Confesso a desilusão com a premiação para 'Os Descendentes': qualquer um dos outros nomeados para melhor argumento adaptado tem um resultado final mais interessante e que valoriza, sem descurar a história, as componentes especificamente cinematográficas de uma narrativa escrita para se transformar em imagem e som. - F.G.

ARGUMENTO ORIGINAL

Mais um Óscar para Woody Allen: para um trabalho que, na minha opinião, é menos interessante e inspirador que o seu melhor filme na década passada (Match Point, 2005) mas pelo menos um pouco mais do que os seus recentes trabalhos (ou "pequenos desastres"...) - F.G.

MELHOR BANDA SONORA

A questão é: como não premiar um filme cuja banda de som vive, praticamente, da música? O Óscar para Ludovic Bource, que preenche a banda sonora de 'O Artista', não é, por isso, uma novidade.
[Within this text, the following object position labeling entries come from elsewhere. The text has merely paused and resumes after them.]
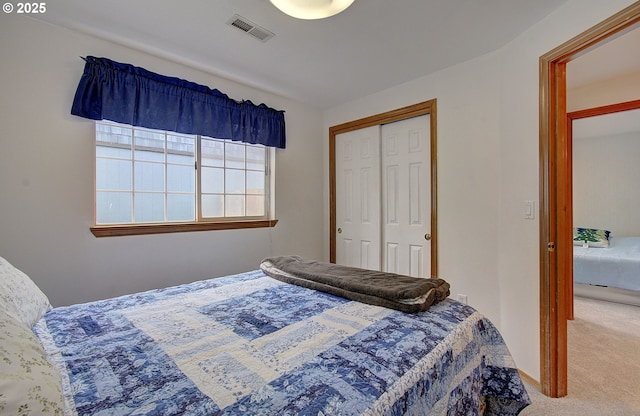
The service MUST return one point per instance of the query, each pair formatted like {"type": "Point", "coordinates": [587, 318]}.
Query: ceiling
{"type": "Point", "coordinates": [607, 61]}
{"type": "Point", "coordinates": [607, 125]}
{"type": "Point", "coordinates": [373, 45]}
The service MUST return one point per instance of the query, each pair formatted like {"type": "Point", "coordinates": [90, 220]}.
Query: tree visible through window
{"type": "Point", "coordinates": [152, 176]}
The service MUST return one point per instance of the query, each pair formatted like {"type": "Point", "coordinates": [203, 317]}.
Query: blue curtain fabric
{"type": "Point", "coordinates": [123, 93]}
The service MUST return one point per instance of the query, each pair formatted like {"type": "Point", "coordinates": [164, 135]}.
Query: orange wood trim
{"type": "Point", "coordinates": [576, 115]}
{"type": "Point", "coordinates": [142, 229]}
{"type": "Point", "coordinates": [425, 107]}
{"type": "Point", "coordinates": [605, 109]}
{"type": "Point", "coordinates": [569, 171]}
{"type": "Point", "coordinates": [555, 152]}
Por sua vez, Howard Shore, que compôs a música para 'A Invenção de Hugo', tem o espantoso poder de não só intensificar como unificar as partes que constituem o filme de Martin Scorsese.- F.G.

MELHOR DOCUMENTÁRIO

Não é para ser mauzinho mas a primeira coisa que os vencedores do Óscar para melhor documentário (Undefeated) disseram serviu de resumo para o espanto que muitos tiveram (como eu) ao se aperceberem que o magnífico "Pina" (Wim Wenders), que vai para além de qualquer convenção do documentário, não levou o galardão: "this is ridiculous" (isto é ridículo). - F.G.

MELHORES EFEITOS SONOROS

'Drive - Risco Duplo' arrisca-se a ser, no futuro, um daqueles fenómenos de culto que transcende qualquer tipo de premiações - tal como, ainda que diferente, 'A Árvore da Vida'. O facto de não ter sido galardoado com o Óscar para melhores efeitos sonoros (considerado por alguns uma mera categoria técnica sem relevância) revela, na minha opinião, o esquecimento incompreensível a esta obra, que esteve nomeada para a Palma de Ouro na passada edição de Cannes e que, no mesmo festival, venceu o prémio de melhor realizador (Nicolas Winding Refn). - F.G.

MELHOR FOTOGRAFIA

Há qualquer coisa de muito estranho no facto de Emmanuel Lubezki (A Árvore da Vida) não ter levado consigo o Óscar para melhor direção de fotografia... Afinal, que filme, nos últimos anos, conseguiu um efeito tão esmagador no espetador e que valorizasse o poder singularíssimo da imagem? De qualquer das formas: Robert Richardson, que elevou com a sua direção de imagem em A Invenção de Hugo o 3D a um nível nunca antes visto, foi um vencedor exemplar. - F.G.